The S_N2 nucleophilic substitution reaction is a vital organic transformation used for drug and natural product synthesis. Nucleophiles like cyanide, oxygen, nitrogen, sulfur, or phosphorous replace halogens or sulfonyl esters, forming new bonds. Isocyanides exhibit unique C-centered lone pair σ and π* orbitals, enabling diverse radical and multicomponent reactions. Despite this, their nucleophilic potential in S_N2 reactions remains unexplored. We have uncovered that isocyanides act as versatile nucleophiles in S_N2 reactions with alkyl halides. This yields highly substituted secondary amides through in situ nitrilium ion hydrolysis introducing an alternative bond break compared to classical amide synthesis. This novel 3-component process accommodates various isocyanide and electrophile structures, functional groups, scalability, late-stage drug modifications, and complex compound synthesis. This reaction greatly expands chemical diversity, nearly doubling the classical amid coupling’s chemical space. Notably, the isocyanide nucleophile presents an unconventional Umpolung amide carbanion synthon (R-NHC(-) = O), an alternative to classical amide couplings.

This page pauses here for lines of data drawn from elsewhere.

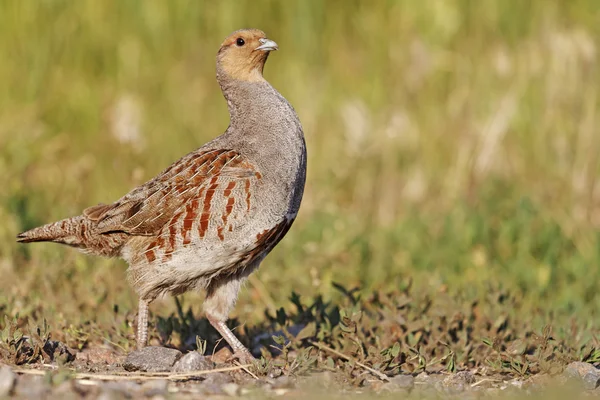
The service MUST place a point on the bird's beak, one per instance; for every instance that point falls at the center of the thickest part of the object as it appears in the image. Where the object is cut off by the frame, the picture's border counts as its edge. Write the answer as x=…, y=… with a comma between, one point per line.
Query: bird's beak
x=267, y=45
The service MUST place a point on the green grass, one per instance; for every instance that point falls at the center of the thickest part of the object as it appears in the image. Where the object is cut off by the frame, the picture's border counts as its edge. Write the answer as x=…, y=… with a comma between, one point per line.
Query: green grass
x=454, y=143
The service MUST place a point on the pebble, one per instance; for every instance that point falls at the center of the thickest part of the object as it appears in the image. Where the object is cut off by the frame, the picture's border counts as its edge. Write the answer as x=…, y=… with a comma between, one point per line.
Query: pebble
x=585, y=373
x=7, y=381
x=155, y=388
x=192, y=361
x=457, y=383
x=152, y=359
x=218, y=378
x=231, y=389
x=397, y=384
x=34, y=387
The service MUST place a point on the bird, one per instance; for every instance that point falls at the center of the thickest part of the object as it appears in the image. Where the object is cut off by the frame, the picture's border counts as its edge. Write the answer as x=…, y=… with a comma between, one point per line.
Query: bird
x=206, y=222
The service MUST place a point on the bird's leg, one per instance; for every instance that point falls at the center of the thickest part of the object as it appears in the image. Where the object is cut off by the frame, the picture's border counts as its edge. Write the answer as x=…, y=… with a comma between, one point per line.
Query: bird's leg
x=239, y=350
x=220, y=299
x=142, y=328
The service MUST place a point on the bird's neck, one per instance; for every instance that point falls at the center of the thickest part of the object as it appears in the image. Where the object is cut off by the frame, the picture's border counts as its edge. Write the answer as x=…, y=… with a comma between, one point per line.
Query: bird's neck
x=248, y=100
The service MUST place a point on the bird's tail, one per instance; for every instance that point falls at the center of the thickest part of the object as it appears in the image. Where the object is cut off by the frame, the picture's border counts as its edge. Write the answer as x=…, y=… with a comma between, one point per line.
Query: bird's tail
x=66, y=231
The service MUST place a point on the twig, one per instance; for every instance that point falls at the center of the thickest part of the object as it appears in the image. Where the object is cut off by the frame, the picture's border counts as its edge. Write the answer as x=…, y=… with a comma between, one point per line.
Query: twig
x=138, y=376
x=378, y=374
x=246, y=369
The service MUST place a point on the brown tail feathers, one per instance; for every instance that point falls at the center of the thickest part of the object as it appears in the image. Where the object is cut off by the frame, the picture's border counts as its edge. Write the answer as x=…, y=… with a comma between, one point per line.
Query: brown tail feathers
x=65, y=231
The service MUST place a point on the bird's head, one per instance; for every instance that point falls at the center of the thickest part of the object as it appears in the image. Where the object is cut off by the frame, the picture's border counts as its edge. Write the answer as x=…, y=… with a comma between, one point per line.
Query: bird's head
x=243, y=54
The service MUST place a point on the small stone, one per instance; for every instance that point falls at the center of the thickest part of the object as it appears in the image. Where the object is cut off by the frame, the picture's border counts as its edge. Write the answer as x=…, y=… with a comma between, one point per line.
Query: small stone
x=284, y=382
x=222, y=356
x=7, y=381
x=34, y=387
x=152, y=359
x=192, y=361
x=580, y=369
x=275, y=372
x=403, y=381
x=591, y=380
x=458, y=382
x=59, y=351
x=230, y=389
x=99, y=356
x=422, y=378
x=218, y=378
x=154, y=388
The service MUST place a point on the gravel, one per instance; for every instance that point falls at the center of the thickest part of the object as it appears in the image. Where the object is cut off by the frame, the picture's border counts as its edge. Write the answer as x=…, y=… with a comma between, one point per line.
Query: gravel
x=464, y=384
x=7, y=381
x=192, y=361
x=152, y=359
x=584, y=373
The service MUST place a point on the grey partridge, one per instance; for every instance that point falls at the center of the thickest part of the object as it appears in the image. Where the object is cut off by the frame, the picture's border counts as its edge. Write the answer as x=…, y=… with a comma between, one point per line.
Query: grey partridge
x=208, y=220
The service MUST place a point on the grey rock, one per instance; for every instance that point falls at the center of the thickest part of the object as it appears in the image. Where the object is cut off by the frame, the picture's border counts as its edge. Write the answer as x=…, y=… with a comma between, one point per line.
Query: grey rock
x=7, y=381
x=192, y=361
x=152, y=359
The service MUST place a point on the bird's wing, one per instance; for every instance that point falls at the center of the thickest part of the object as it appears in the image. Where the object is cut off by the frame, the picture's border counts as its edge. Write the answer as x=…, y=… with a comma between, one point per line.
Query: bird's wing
x=146, y=209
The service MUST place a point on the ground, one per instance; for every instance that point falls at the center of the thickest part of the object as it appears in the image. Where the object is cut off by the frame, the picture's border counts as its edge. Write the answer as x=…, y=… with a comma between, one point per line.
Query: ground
x=450, y=220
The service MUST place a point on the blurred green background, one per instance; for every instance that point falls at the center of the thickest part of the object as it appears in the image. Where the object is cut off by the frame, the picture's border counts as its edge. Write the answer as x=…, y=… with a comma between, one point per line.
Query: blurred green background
x=455, y=143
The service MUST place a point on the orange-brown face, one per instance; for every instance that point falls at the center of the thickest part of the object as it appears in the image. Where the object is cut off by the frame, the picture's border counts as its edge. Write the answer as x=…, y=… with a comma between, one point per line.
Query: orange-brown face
x=243, y=54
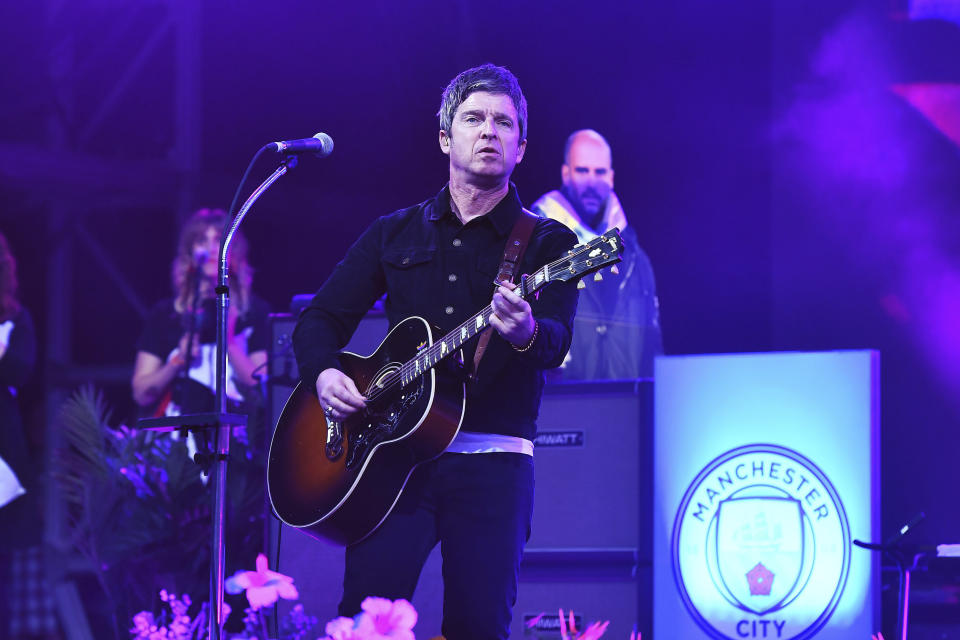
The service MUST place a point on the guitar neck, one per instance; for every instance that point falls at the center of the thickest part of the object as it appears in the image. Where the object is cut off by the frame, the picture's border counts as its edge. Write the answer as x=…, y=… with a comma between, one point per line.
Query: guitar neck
x=577, y=262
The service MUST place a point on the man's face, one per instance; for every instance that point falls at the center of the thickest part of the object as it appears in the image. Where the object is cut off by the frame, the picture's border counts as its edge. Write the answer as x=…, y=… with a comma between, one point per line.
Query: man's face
x=588, y=178
x=484, y=142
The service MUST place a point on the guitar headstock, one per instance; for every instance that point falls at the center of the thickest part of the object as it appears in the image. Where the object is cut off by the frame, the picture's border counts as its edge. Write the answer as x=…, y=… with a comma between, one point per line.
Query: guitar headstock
x=589, y=257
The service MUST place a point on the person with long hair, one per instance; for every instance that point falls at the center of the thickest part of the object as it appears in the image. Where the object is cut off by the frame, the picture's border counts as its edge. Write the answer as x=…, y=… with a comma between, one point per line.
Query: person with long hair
x=175, y=365
x=28, y=594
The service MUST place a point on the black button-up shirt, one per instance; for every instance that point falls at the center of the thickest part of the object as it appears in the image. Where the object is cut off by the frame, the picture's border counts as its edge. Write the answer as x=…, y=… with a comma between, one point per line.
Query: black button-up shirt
x=431, y=265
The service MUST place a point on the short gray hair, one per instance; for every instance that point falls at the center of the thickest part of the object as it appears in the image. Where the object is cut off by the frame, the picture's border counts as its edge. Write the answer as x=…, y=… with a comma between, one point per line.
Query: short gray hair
x=486, y=77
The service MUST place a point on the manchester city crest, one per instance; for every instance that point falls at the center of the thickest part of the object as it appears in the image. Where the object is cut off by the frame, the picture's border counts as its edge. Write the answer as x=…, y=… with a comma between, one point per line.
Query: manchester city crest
x=761, y=545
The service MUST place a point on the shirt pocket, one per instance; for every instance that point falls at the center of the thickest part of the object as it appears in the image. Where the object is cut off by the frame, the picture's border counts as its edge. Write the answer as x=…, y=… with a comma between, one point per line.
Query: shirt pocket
x=408, y=275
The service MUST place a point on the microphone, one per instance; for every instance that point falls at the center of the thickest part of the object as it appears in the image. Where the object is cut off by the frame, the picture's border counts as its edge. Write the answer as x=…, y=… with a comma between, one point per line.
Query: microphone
x=200, y=255
x=320, y=144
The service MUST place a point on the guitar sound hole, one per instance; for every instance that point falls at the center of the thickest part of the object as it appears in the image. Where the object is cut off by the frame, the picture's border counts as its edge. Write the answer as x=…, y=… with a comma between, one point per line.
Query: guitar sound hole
x=381, y=421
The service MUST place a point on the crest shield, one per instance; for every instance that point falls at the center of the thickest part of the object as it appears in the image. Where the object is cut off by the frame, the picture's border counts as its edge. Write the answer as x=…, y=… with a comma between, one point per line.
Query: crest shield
x=759, y=550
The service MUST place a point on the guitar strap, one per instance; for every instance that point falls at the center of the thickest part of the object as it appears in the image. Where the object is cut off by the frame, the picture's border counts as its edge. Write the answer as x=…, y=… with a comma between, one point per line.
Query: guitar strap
x=512, y=255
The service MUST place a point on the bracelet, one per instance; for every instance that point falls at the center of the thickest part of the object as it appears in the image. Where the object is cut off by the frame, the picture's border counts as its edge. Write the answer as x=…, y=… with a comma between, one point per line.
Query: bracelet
x=526, y=347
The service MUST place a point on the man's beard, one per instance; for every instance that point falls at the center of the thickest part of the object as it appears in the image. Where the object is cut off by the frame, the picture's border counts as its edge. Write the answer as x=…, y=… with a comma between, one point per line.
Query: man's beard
x=592, y=219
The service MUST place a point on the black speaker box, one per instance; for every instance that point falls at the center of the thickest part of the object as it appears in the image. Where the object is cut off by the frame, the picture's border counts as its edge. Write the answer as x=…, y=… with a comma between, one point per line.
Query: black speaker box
x=590, y=546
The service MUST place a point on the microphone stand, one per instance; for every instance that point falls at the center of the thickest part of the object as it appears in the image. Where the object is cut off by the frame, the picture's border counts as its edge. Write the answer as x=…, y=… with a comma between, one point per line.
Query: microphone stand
x=219, y=420
x=223, y=429
x=907, y=561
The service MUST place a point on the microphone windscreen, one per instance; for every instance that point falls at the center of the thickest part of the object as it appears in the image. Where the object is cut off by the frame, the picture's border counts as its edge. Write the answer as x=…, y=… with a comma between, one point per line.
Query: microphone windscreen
x=327, y=144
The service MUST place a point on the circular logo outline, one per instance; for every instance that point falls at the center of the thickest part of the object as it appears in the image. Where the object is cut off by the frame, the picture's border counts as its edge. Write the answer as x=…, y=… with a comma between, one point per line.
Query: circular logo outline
x=709, y=468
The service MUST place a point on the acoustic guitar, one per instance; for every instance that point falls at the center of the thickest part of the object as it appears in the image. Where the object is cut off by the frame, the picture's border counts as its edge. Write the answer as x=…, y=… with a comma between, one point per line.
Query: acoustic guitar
x=339, y=480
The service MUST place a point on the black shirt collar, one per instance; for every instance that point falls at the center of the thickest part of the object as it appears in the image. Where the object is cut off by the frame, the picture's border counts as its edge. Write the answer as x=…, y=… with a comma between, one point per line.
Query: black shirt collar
x=502, y=217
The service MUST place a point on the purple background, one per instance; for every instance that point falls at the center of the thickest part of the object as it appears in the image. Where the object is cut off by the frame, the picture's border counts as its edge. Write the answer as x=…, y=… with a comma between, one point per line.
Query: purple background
x=787, y=196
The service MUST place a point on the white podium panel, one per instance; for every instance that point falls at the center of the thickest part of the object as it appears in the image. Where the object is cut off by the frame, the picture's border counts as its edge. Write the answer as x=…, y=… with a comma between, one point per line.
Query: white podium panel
x=765, y=470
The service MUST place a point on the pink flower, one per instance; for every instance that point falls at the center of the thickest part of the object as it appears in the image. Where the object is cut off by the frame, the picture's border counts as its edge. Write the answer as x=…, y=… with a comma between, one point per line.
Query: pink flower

S _N 2 亲核取代反应是用于药物和天然产物合成的重要有机转化。氰化物、氧、氮、硫或磷等亲核试剂取代卤素或磺酰酯，形成新的键。异氰化物具有独特的以 C 为中心的孤对电子 σ 和 π* 轨道，可实现多种自由基反应和多组分反应。尽管如此，它们在 S _N 2 反应中的亲核潜力仍未被探索。我们发现异氰化物在与卤代烷的 S _N 2 反应中充当多功能亲核试剂。与经典酰胺合成相比，通过原位腈离子水解引入替代键断裂，产生高度取代的仲酰胺。这种新颖的三组分工艺可容纳各种异氰化物和亲电子结构、官能团、可扩展性、后期药物修饰和复杂化合物合成。该反应极大地扩展了化学多样性，几乎使经典中间偶合的化学空间增加了一倍。值得注意的是，异氰化物亲核试剂呈现出一种非常规的 Umpolung 酰胺碳负离子合成子 (R-NHC(-) = O)，这是经典酰胺偶联的替代方案。